Photographer Andy Yeung offers us a whole new way to look at cities with his pictures of Hong Kong.  Here's just one example.  Click the image for a larger view.

There are more pictures at the link.

Yeung's photographs offer an interesting perspective on how hundreds of millions of people live today.  I can't help but look at them and wonder how much extra stress and strain it causes to have to live under such surreal, artificial conditions - something for which Mother Nature surely never designed us.  That may have a lot to do with the urban crime problem we discussed this morning.



Old NFO said...

It's a 'strange' city in more ways than one... Some people never leave the building they're born in. Everything they need is right there.

Odysseus said...

"Animals can be driven crazy by placing too many in too small a pen. Homo sapiens is the only animal that voluntarily does this to himself."-Notebooks of Lazarus Long, Robert Heinlein.

Jim said...

No way I could live in a place like that.

Anonymous said...

Hong Kong is a most interesting city with a unique mixture of old and new. You will see a Chinese apothecary with wares displayed outside the shop and on the other side of the street will be a modern jewelry store or new mall. There is always construction and there is always something to see.


Brigid said...

I've a pilot friend that flies for a foreign carrier and he lives there. He enjoys it but it would drive me crazy. I'm glad to have a deep lot with lots of spruce so I can at least pretend I'm not in the city.

Javahead said...

My wife's family lives there. I love to visit, but neither of us has any desire to live there - even for her, after a week or two the crowding gets oppressive. There are places that are relatively uncrowded (parts of Lantau island, and steeper areas of the Kowloon peninsula), but they're unbuildable, protected as parks, or have unworkable commute times for most people; in general only the very wealthy can afford the amount of living space that middle-class Americans take for granted.
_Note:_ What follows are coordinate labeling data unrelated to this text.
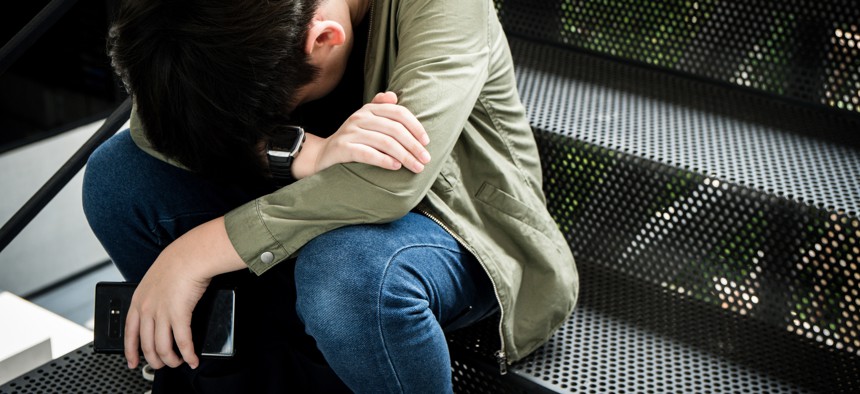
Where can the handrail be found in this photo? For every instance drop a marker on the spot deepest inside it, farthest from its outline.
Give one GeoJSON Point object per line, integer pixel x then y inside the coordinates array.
{"type": "Point", "coordinates": [59, 180]}
{"type": "Point", "coordinates": [32, 31]}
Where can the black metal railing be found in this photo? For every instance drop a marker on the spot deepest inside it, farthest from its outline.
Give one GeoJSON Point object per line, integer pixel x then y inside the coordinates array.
{"type": "Point", "coordinates": [10, 52]}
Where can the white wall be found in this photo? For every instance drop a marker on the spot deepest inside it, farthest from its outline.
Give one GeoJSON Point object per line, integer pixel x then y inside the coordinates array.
{"type": "Point", "coordinates": [58, 242]}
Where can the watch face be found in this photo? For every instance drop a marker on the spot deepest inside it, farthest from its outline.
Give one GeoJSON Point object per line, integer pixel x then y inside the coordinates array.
{"type": "Point", "coordinates": [288, 141]}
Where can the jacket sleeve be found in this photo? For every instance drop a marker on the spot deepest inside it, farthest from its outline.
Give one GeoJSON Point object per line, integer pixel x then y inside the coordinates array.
{"type": "Point", "coordinates": [440, 68]}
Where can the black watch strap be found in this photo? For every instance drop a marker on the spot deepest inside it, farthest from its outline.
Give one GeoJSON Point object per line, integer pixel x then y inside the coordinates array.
{"type": "Point", "coordinates": [282, 170]}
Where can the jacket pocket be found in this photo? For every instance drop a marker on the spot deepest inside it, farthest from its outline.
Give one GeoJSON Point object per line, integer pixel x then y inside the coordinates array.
{"type": "Point", "coordinates": [448, 176]}
{"type": "Point", "coordinates": [509, 205]}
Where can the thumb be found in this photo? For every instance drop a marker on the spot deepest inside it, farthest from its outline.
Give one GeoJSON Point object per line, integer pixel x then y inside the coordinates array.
{"type": "Point", "coordinates": [385, 98]}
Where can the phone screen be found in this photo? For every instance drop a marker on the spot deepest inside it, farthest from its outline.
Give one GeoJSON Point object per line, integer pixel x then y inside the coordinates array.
{"type": "Point", "coordinates": [213, 323]}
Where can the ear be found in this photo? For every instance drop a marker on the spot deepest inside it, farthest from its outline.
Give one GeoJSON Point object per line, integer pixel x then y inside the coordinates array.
{"type": "Point", "coordinates": [324, 33]}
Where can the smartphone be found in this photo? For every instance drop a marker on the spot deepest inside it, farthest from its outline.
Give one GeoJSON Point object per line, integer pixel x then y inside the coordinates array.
{"type": "Point", "coordinates": [213, 323]}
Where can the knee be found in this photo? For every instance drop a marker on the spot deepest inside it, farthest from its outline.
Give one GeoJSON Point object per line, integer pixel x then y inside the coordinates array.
{"type": "Point", "coordinates": [336, 278]}
{"type": "Point", "coordinates": [100, 180]}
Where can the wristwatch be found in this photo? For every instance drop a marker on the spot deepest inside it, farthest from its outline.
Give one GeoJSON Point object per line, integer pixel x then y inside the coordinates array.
{"type": "Point", "coordinates": [281, 151]}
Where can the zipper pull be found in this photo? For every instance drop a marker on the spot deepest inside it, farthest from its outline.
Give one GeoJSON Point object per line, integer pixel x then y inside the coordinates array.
{"type": "Point", "coordinates": [502, 359]}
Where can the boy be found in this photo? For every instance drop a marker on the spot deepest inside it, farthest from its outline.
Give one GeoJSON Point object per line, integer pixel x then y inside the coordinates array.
{"type": "Point", "coordinates": [387, 259]}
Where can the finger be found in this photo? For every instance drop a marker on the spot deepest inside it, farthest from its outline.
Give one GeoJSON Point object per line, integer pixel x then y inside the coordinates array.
{"type": "Point", "coordinates": [389, 146]}
{"type": "Point", "coordinates": [131, 339]}
{"type": "Point", "coordinates": [362, 153]}
{"type": "Point", "coordinates": [164, 344]}
{"type": "Point", "coordinates": [401, 135]}
{"type": "Point", "coordinates": [401, 114]}
{"type": "Point", "coordinates": [185, 342]}
{"type": "Point", "coordinates": [385, 98]}
{"type": "Point", "coordinates": [147, 342]}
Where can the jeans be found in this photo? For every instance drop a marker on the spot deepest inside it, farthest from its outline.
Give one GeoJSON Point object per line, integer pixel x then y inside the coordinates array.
{"type": "Point", "coordinates": [376, 300]}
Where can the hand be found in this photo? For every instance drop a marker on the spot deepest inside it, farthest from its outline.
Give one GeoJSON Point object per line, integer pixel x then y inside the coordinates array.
{"type": "Point", "coordinates": [161, 307]}
{"type": "Point", "coordinates": [381, 134]}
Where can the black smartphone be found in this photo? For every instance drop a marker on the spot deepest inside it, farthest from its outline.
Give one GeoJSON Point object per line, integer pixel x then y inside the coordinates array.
{"type": "Point", "coordinates": [213, 323]}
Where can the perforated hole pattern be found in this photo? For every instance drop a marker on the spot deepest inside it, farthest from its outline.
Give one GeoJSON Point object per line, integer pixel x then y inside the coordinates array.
{"type": "Point", "coordinates": [803, 49]}
{"type": "Point", "coordinates": [632, 194]}
{"type": "Point", "coordinates": [80, 371]}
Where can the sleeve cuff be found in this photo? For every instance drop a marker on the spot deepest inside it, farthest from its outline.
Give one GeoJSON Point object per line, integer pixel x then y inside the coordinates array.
{"type": "Point", "coordinates": [252, 239]}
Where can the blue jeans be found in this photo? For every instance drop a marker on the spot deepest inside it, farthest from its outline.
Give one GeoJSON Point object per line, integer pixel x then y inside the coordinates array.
{"type": "Point", "coordinates": [377, 300]}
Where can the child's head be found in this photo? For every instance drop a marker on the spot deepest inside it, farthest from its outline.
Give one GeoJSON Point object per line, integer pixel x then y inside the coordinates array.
{"type": "Point", "coordinates": [212, 78]}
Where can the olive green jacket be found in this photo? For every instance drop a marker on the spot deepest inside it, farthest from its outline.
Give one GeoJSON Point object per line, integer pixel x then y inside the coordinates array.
{"type": "Point", "coordinates": [450, 65]}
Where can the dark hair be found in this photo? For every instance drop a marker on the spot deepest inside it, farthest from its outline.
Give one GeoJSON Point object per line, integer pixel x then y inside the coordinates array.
{"type": "Point", "coordinates": [211, 78]}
Her nephew and his wife just bought an apartment. In a relatively inexpensive area with inconvenient transit connections they paid ~1000 US dollars per square foot for a ~375 square foot apartment. Prices run even higher for larger places in more desirable locations. And you'd be amazed at the number of people who live in an 800-900 square ft 2 bedroom apartment who have live-in maids.

Joe Mama said...

City people are funny.

They make disparaging comments about country folk. For instance, they want to control our mobility and energy use (usually via "carbon").

But they are blind to their own consumption. Good article here: http://www.fastcoexist.com/1679249/a-block-by-block-look-at-the-energy-consumption-of-new-yorks-buildings

Even this article completely ignores the energy that is embedded within the manufacturing processes that supplied the steel, concrete, asphalt, carpeting, plaster, glass, etc. Those fixed assets do not have an infinite life and strict accounting would "depreciate out" those hidden teracalories against the inhabitants.

I suspect the presumed "green" benefits of living like sardines in high rise buildings would look less green if embedded energy was accurately accounted for.

Anonymous said...

To me, that's an overhead picture of hell.

forkboy said...

It's weirdly similar to this picture from nat. geo

Tal Hartsfeld said...

Of course it has a lot to do with the various crime problems you read about all the time.

Go figure: Any time you go anywhere you're crowded out, everyone's in your way. You always have to wait in long lines for services. When you need to go somewhere you're either stuck in a traffic jam or riding a crowded bus or subway train.
And the constant noise resulting from residing in an overpopulated place.

After a while one can get "fed up" enough they may simply "snap" and do something rash out of exasperation.

Does that notion sound so illogical?